A couple weeks ago, something weird happened. I was scrolling Instagram and came across this hilarious satire post from a business owner at CB Salon Suites standing outside their shop with a caption like, “Look at me! Hi Google, I’m the business owner. I’m unlocking the door!” They were mocking the absurd Google My Business video verification process—and the comments exploded. Over 5,000 people chimed in with their own verification horror stories.

I left a comment: “OMG, as someone who manages Google Profiles, this is hilarious! I hate their rules for verifications. TY for sharing!”

That comment got over 200 likes. And then my DMs lit up.
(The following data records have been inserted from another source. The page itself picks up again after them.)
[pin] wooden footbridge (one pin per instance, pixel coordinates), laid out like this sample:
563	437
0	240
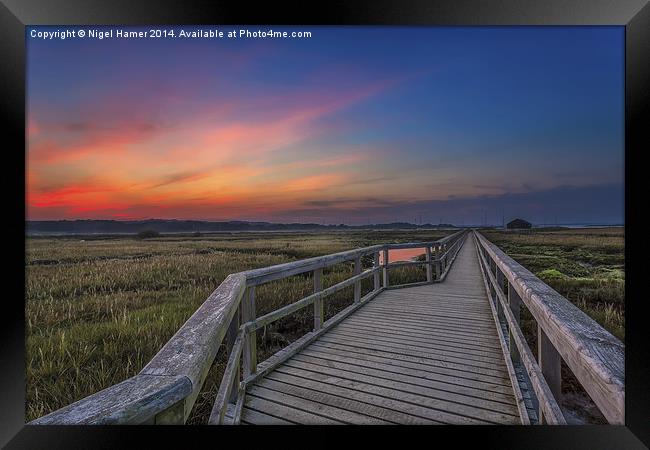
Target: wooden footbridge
447	350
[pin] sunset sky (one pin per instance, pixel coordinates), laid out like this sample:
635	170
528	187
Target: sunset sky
354	125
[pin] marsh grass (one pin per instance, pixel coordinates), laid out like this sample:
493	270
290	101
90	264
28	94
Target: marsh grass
587	266
98	309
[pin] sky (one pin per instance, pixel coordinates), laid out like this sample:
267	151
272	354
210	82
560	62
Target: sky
354	125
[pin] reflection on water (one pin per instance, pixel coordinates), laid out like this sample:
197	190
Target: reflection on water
401	254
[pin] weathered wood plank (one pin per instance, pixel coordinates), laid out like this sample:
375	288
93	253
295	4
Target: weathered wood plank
373	405
491	390
446	401
278	409
133	401
471	372
319	314
312	401
427	407
593	354
439	347
455	372
446	391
Tattoo parlors in Atlanta. Bakeries in California. Service businesses from coast to coast. All asking the same thing: “How do I actually get my Google My Business verified? I’ve tried everything and it keeps getting rejected.”

So here we are. This is the blog I’m sending to everyone who’s stuck in Google verification hell. If you’re one of those people—welcome. I see you. I’ve been there with dozens of clients. And I’m going to walk you through exactly what to do.

The Easy Part: Setting Up Your Google My Business Profile

Let’s get this out of the way first: setting up a Google My Business (now called Google Business Profile, but everyone still calls it GMB) is ridiculously easy.

Go to the GMB dashboard. Follow the wizard. Answer the questions. Add your business name, address, phone number, hours, categories, services, photos. Google holds your hand through the whole thing. If you want to do it properly and fill everything out in one go, it’ll take you maybe 30 minutes. If you want to come back and fill in details later, you can knock out the basics in 5 minutes.

It’s so simple that most business owners think, “Great, I’m done.”

And then they hit the verification step.

And that’s where everything falls apart.

The Hard Part: Video Verification (And Why It’s a Nightmare)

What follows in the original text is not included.